Need a function that downloads raw captured HTML from Internet Archive

danielballan commented 7 years ago

It should:

Check that URL is archived by the Internet Archive
Retrieve a list of the URIs and capture timestamps of all versions captured by the IA.
Formulate an 'Import' request for web-monitoring-db and POST it to the app.

It does not need to harvest any HTML from IA (as previously stated on an early version of this GH issue). We can just store the IA URI in our database; we don't need to maintain our own copy of it.

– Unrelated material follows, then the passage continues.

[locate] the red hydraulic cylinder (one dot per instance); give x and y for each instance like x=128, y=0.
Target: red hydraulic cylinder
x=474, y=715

danielballan commented 7 years ago

There is an overview of WaybackMachine APIs with:

a limited JSON API that gets the URI and timestamp of the latest version of a URL: https://archive.org/wayback/available?url=nasa.gov
a link to a blog post about IA's Memento API which has a weird response format but lets us query for version URIs given a page URL. I implemented a Python API in #38.
a git repo with a README documenting the Wayback Machine CDX Server API which gives different information, like response status codes, but no version URI. Example: https://web.archive.org/cdx/search/cdx?url=nasa.gov&output=json&limit=-3

Other potentially useful links:

https://blog.archive.org/developers/
https://archive.readme.io/docs/memento
https://internetarchive.readthedocs.io/ (does not seem to address the Wayback Machine in particular)
a Python API to the limited JSON API (doesn't add much value to requests IMO)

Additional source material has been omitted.